We compare the effects of different weights in Eq. (14) on the SR results. As shown in Fig. 12, when \(\alpha =1\), \(\beta =0\), we get a pure GAN-based model. The output result has sharper edges and richer textures, but unpleasant artifacts are unfortunately generated. When \(\alpha =0\), \(\beta =1\), we get a pure PSNR-oriented CNN-based model and the outputs are relatively blurry. We gradually modify the weights of the perceputal loss and content loss, and find that the output have fewer unpleasant artificts while maintaining fine textures when \(\alpha =0.8\), \(\beta =0.2\). Therefore, \(\alpha =0.8\), \(\beta =0.2\) are used as the default setting of DCMNet-G.

Fig. 12
figure 12

The comparison among different weights of perpectual loss and content loss

4.5.5 The comparison of computational complexity

The computational complexity of a neural network is typically described in terms of the network’s multi-adds calculation (MAC), which is closely related to the network’s inference time. In other words, the greater of MAC indicates the longer the running time and higher computational complexity. To ensure a fair comparison, we calculate multi-adds by assuming the size of the HR image is 256 \(\times\) 256. Table 5 presents the result of network parameters, MAC, and the inference time. As shown in Table 5, compared with SRMD, our proposed method DCMNet-G has 2.33G less MAC although the number of parameters and running time are similar. However, as shown in Tables 1 and 2, SRMD is inferior to DCMNet-G in terms of PSNR, SSIM, and other metrics. Specifically, as shown in Table 2, DCMNet-G has 2.51 dB and 0.071 improvements with respect to PSNR and SSIM under the degradation shown in Fig. 6c, respectively. Compared with other algorithms such as RealSR, DCMNet-G has about 95 % better performance in terms of the number of parameters, MAC, and running time. In addition, DCMNet-G has 3.02 dB and 0.071 improvements in terms of PSNR and SSIM under the degradation shown in Fig. 6c, respectively. Although EDSR [20], SRMD [40] and VDSR [14] have fewer network parameters than our DCMNet-G; however, their performance is significantly worse than our DCMNet-G and they can only handle the specifical degradation type, which cannot be effectively generalized to real remote sensing image SR task. DCMNet-G also outperforms USRNet [44], ESRGAN [28] and RealSR [13] with lower parameter number. Therefore, DCMNet-G obtains the superior trade-off between performance and parameters compared with other current methods.

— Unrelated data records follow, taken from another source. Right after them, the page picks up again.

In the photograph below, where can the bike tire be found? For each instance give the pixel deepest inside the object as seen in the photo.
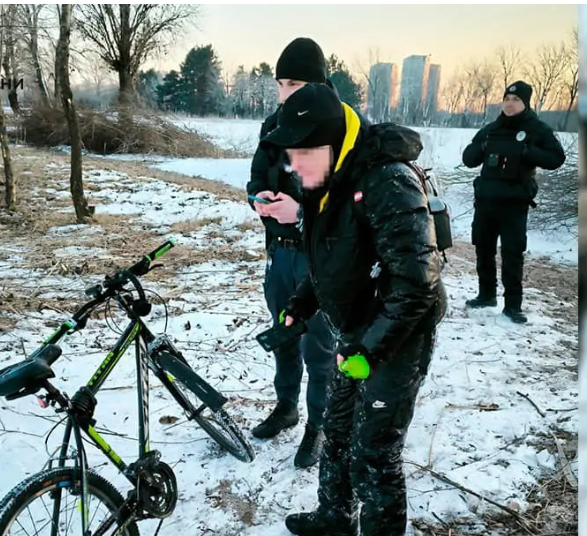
(50, 480)
(228, 434)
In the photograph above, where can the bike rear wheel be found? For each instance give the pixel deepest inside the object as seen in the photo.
(30, 507)
(188, 389)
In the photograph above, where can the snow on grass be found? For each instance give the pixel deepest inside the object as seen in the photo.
(471, 423)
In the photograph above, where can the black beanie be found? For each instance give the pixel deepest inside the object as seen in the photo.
(302, 60)
(520, 89)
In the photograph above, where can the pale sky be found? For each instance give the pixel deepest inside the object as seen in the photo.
(453, 34)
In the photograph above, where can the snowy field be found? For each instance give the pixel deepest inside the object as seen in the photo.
(472, 423)
(443, 148)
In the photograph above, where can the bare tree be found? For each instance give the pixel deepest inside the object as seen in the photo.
(28, 15)
(509, 59)
(10, 189)
(546, 72)
(452, 94)
(82, 210)
(126, 35)
(376, 86)
(483, 77)
(9, 22)
(570, 82)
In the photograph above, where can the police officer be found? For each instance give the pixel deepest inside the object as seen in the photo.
(302, 61)
(509, 150)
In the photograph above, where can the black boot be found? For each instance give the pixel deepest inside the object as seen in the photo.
(513, 309)
(318, 523)
(281, 417)
(310, 448)
(515, 315)
(481, 301)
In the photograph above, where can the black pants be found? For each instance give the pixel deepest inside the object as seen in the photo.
(285, 270)
(508, 221)
(366, 426)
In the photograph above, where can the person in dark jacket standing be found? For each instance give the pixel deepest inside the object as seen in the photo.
(302, 61)
(375, 274)
(509, 149)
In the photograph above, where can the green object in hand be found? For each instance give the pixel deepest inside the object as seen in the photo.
(355, 366)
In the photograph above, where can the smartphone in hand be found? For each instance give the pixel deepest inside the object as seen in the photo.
(260, 200)
(280, 335)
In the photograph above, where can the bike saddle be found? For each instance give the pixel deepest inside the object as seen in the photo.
(27, 377)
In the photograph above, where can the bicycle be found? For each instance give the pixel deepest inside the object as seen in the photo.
(154, 486)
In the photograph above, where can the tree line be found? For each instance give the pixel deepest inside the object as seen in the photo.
(199, 88)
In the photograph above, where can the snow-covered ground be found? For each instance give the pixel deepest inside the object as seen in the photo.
(472, 423)
(443, 149)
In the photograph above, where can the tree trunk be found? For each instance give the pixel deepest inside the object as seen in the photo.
(82, 210)
(33, 19)
(10, 193)
(126, 76)
(8, 59)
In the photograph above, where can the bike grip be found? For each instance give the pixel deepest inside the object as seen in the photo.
(355, 366)
(161, 250)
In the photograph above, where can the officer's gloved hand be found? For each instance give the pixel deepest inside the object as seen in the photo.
(293, 313)
(353, 363)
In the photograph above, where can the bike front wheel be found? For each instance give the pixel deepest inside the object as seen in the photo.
(49, 503)
(199, 400)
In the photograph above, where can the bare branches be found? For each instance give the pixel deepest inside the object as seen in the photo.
(546, 71)
(509, 60)
(126, 36)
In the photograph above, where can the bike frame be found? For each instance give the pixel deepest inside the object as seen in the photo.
(136, 332)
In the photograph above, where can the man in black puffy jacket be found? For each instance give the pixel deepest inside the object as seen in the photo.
(375, 274)
(509, 149)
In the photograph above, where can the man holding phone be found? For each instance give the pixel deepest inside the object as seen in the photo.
(275, 194)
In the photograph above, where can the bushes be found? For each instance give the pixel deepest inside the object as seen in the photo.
(102, 133)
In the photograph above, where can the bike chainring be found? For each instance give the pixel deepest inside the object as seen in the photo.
(157, 490)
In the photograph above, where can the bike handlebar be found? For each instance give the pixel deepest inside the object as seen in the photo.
(115, 283)
(142, 267)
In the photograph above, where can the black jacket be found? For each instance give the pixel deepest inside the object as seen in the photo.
(393, 228)
(268, 173)
(510, 149)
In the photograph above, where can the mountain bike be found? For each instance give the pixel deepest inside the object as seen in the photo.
(154, 487)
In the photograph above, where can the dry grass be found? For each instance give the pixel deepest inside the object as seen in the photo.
(191, 226)
(249, 225)
(222, 496)
(103, 133)
(122, 238)
(553, 509)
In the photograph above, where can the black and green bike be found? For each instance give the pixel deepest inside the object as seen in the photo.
(72, 498)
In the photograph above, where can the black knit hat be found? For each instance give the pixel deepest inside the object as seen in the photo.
(520, 89)
(311, 117)
(302, 60)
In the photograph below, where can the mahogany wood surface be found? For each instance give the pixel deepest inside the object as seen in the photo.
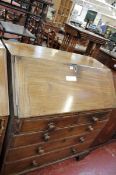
(38, 52)
(42, 148)
(62, 102)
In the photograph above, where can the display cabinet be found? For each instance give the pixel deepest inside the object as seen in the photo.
(63, 12)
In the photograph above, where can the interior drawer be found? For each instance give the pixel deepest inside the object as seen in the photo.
(32, 163)
(32, 138)
(39, 149)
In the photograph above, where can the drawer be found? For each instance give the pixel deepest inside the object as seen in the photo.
(46, 122)
(36, 162)
(32, 150)
(93, 117)
(56, 121)
(32, 138)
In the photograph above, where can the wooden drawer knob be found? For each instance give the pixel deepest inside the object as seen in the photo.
(73, 150)
(46, 137)
(82, 139)
(95, 119)
(90, 128)
(51, 126)
(34, 163)
(40, 150)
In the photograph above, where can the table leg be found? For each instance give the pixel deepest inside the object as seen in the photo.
(89, 48)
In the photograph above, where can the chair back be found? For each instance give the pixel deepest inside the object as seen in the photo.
(70, 40)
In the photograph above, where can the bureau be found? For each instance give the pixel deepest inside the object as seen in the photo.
(61, 103)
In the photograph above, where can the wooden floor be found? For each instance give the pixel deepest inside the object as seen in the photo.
(100, 162)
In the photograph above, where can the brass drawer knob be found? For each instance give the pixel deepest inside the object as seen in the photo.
(82, 139)
(46, 137)
(90, 128)
(73, 150)
(95, 119)
(51, 126)
(40, 150)
(34, 163)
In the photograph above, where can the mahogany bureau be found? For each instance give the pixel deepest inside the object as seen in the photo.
(61, 102)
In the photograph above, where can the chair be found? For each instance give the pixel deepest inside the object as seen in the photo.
(72, 42)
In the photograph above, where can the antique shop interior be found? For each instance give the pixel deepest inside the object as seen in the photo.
(57, 87)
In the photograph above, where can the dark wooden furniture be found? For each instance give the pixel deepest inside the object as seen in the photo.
(95, 41)
(62, 101)
(4, 108)
(18, 30)
(35, 10)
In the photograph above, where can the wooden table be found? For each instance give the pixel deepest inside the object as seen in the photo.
(18, 30)
(95, 41)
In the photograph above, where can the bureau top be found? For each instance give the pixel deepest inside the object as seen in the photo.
(46, 87)
(38, 52)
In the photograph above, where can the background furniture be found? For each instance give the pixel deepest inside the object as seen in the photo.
(95, 41)
(43, 134)
(19, 31)
(63, 12)
(4, 100)
(26, 13)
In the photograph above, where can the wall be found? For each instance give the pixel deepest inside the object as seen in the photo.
(87, 6)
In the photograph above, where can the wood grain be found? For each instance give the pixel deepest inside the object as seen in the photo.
(73, 88)
(4, 109)
(38, 52)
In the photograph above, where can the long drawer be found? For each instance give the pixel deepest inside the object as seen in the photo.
(35, 137)
(58, 121)
(32, 150)
(43, 160)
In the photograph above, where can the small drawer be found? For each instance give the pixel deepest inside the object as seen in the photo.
(43, 148)
(36, 162)
(93, 117)
(45, 123)
(33, 138)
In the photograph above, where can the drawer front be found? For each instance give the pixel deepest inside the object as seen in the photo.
(32, 138)
(43, 148)
(57, 121)
(43, 160)
(50, 123)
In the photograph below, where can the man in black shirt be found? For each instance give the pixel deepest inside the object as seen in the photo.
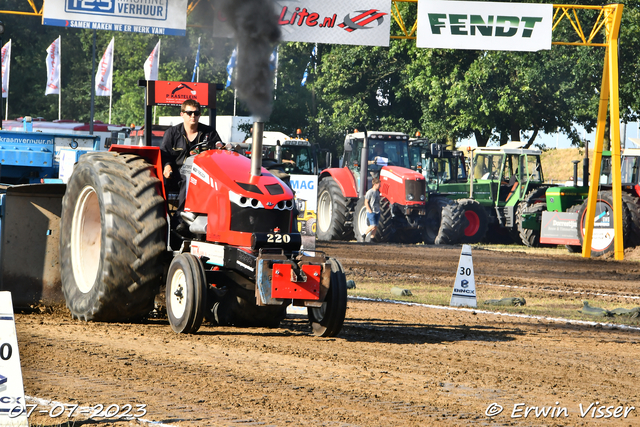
(178, 144)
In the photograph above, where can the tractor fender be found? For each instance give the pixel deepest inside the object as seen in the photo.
(344, 178)
(150, 154)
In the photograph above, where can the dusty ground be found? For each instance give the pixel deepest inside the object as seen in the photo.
(392, 365)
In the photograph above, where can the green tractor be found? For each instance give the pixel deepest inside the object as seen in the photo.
(505, 183)
(562, 219)
(441, 166)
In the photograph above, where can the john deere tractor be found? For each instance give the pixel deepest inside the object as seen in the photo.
(505, 182)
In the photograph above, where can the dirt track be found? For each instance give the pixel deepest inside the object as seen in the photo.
(392, 365)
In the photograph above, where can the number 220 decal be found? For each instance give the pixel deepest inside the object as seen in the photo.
(278, 238)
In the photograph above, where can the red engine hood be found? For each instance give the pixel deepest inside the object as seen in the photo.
(231, 169)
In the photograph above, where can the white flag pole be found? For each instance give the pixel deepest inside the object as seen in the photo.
(155, 107)
(6, 109)
(60, 85)
(113, 54)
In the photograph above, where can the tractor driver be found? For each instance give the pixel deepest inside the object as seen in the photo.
(177, 145)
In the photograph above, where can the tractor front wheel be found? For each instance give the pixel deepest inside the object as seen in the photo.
(186, 294)
(603, 233)
(478, 221)
(444, 222)
(333, 212)
(327, 320)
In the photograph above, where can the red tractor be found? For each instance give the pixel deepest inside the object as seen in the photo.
(404, 217)
(243, 265)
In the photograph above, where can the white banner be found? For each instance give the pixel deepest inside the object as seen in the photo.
(356, 22)
(151, 64)
(162, 17)
(6, 61)
(104, 76)
(484, 26)
(53, 68)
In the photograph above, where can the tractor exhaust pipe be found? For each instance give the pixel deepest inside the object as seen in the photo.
(256, 149)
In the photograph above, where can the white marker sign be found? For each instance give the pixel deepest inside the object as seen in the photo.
(464, 289)
(12, 404)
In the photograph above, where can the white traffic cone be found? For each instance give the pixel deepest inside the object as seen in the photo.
(464, 288)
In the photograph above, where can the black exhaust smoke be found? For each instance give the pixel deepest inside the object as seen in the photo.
(255, 25)
(256, 149)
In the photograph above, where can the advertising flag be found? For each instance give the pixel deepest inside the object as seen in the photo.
(197, 64)
(231, 66)
(305, 76)
(6, 60)
(104, 76)
(53, 68)
(151, 64)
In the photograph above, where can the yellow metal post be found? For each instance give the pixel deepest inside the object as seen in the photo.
(608, 96)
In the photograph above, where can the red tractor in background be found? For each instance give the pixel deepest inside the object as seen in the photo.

Table 5 Real-time analysis for scale 2, 4

5 Conclusions

In this paper, a practical SR for multi-degradation remote sensing images with deep neural network is proposed. In this method, we first estimate more accurate blur kernels from the real blurred images through the GAN-based deep learning method. Next, to increase the diversity of the estimated blur kernels, we learn the distribution of these kernels and build a kernel pool consisting of various blurry kernels. Finally, we select blur kernels from the kernel pool to degrade the HR remote sensing images and use the obtained HR/LR image pairs to train the SR network. The introduction of the densely connected mechanism and multi-scale feature extract blocks can guarantee the network’s characterization with limited parameters and complexity by increasing the flow of feature information within the network. To best balance the visual effects and the objective metrics, we introduce the perceptual loss in the training process and gradually adjust the weight of the loss. The experimental results show that the proposed method is effective in handling a wide range of degradation types and outperforms current methods in terms of network parameter count and computing effort. However, there are still some research lines that need to be studied, such as introducing image degradation information during SR reconstruction stage to further improve the network performance, and looking into how to incorporate the proposed algorithm into mobile devices.